Powell and Hitchens nailing more into McCain's campaign coffin

The Sunday Telegraph reports that long standing Republican, former US Secretary of State Colin Powell is endorsing Barack Obama. Powell talked of Obama's "ability to inspire, because of the inclusive nature of his campaign, because he is reaching out all across America". This contrasts with McCain's lacklustre approach to the economy "Almost every day he had a different approach to the problems we were having". I suspect Powell is looking to be part of the incoming administration, and indeed it may be the case that if an Obama victory happens we would all be better off if Powell was part of it.

Meanwhile, strong supporter of the war to topple Saddam Hussein, writer Christopher Hitchens is also backing Obama in his Slate column. Hitchens loathes the Clintons, and is no friend of Bush, but backed Bush over Iraq. He feels pity for McCain's performance:

"Anyone with eyes to see and ears to hear had to feel sorry for the old lion on his last outing and wish that he could be taken somewhere soothing and restful before the night was out."

It appears that McCain's selection of Sarah Palin has been the death knell of McCain's credibility to Hitchens:

"It turns out that none of her early claims to political courage was founded in fact, and it further turns out that some of the untested rumors about her—her vindictiveness in local quarrels, her bizarre religious and political affiliations—were very well-founded, indeed. Moreover, given the nasty and lowly task of stirring up the whack-job fringe of the party's right wing and of recycling patent falsehoods about Obama's position on Afghanistan, she has drawn upon the only talent that she apparently possesses."

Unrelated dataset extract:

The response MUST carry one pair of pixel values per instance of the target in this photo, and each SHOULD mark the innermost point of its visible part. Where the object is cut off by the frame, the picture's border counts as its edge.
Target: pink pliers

So, Hitchens supporting the man who opposed the war in Iraq? Well he believes Obama can be convinced to change, Hitchens is no "true believer":

"I used to call myself a single-issue voter on the essential question of defending civilization against its terrorist enemies and their totalitarian protectors, and on that "issue" I hope I can continue to expose and oppose any ambiguity. Obama is greatly overrated in my opinion, but the Obama-Biden ticket is not a capitulationist one, even if it does accept the support of the surrender faction, and it does show some signs of being able and willing to profit from experience. With McCain, the "experience" is subject to sharply diminishing returns, as is the rest of him, and with Palin the very word itself is a sick joke."

Only a few weeks ago Hitchens called Obama "vapid, hesitant and gutless" in that he doesn't ask questions straight and clear. I suspect Hitchens has largely been too disappointed by McCain and angered by Palin to go anywhere else.

Now I want to know what the Ayn Rand Institute thinks. I'm betting it will back Obama too. It's backed Kerry and Gore in the last two elections.